At the other end of the spectrum is the individual: the future customer or community member who has, through an engagement, told about their needs and desires using stories, metaphors, and analogies. Their answers use all of unstructured, ambiguous and incomplete articulations that language allows. This is the ‘cotton ball’ of subconscious, unmet needs and desires from which you need to discern ‘truth’.
Personas are the bridge from the cotton ball to the crystal ball. They are what allow you to translate articulated but unstructured needs and desires into actionable models of customer thinking and, consequently, behavior. Personas are categories that group people by how they think and choose – rather than by their surface characteristics or organizational roles. The persona represents the underlying causes of demand that drive adoption.
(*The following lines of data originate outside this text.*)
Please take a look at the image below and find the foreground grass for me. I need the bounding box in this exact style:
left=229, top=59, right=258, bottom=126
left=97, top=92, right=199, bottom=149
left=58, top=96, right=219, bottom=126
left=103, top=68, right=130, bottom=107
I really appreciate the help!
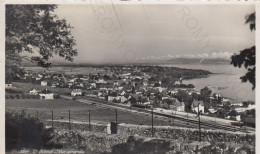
left=6, top=99, right=172, bottom=126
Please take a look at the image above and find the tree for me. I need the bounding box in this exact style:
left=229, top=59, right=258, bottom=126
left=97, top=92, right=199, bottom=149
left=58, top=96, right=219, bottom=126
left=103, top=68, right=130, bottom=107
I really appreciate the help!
left=5, top=5, right=77, bottom=68
left=200, top=86, right=212, bottom=109
left=231, top=13, right=255, bottom=90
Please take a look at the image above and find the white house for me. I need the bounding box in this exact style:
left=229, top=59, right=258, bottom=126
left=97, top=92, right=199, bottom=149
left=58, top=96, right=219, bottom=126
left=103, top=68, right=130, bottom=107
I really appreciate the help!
left=170, top=101, right=185, bottom=112
left=191, top=101, right=204, bottom=113
left=71, top=89, right=82, bottom=96
left=226, top=110, right=241, bottom=121
left=5, top=83, right=13, bottom=88
left=39, top=89, right=54, bottom=99
left=41, top=81, right=48, bottom=86
left=29, top=89, right=40, bottom=95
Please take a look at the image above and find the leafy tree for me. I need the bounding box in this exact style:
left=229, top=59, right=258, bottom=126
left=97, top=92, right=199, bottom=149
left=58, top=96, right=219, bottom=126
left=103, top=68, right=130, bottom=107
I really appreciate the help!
left=5, top=5, right=77, bottom=68
left=231, top=13, right=255, bottom=90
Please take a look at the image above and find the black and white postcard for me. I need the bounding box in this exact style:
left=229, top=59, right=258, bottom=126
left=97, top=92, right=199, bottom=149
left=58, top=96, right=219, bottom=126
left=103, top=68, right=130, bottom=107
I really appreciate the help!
left=0, top=0, right=260, bottom=154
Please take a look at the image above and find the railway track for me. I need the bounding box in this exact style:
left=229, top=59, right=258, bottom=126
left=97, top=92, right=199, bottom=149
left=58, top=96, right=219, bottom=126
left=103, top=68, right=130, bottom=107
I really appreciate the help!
left=61, top=96, right=252, bottom=133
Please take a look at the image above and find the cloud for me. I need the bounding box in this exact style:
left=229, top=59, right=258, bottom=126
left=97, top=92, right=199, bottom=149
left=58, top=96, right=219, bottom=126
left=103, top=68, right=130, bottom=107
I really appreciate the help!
left=140, top=51, right=233, bottom=61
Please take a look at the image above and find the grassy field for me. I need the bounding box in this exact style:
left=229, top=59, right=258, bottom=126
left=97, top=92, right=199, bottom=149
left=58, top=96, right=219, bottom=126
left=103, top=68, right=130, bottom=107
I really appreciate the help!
left=6, top=99, right=175, bottom=125
left=12, top=82, right=71, bottom=94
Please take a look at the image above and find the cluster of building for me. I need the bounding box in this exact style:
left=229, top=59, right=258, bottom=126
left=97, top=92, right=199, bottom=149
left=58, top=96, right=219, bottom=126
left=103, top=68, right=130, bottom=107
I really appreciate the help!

Unlike the descriptions used in user-centeric design, personas are not intended to be a fully articulated and realistic description of a ‘typical’ user or even a real person. Personas merely capture the important characteristics and suppress the ones that aren’t. They are intended to increase the ‘signal-to-noise’ ratio. Persona descriptions usually look like caricatures, focusing on specific aspects of a group of people and totally ignoring others. A persona is not a complete person. Even more importantly, Personas can be expressed in a structured manner so they can be used in ways impossible with purely narrative descriptions.
Conclusion
The new way to study future customer behavior bridges the world of ‘soft and fuzzy’ descriptive models and ‘hard and clear’ analytic models. The former provides the richest and most complete picture of people’s needs and desires while the latter provides the quantitative analyses that are the staple of modern business methods. The unifying component is the persona model, which provides a natural method for segmenting customers by how they think and choose. The persona can be represented at varying levels of precision through narrative, structured description or computational models. These, in turn, provide the innovator, entrepreneur and businessperson with the tools to gain insight into plausible future scenarios of adoption for new products and services. This approach works no matter what the industry, technology or nature of the innovation – whether incremental or disruptive. The outcome is that innovation becomes more science and less art.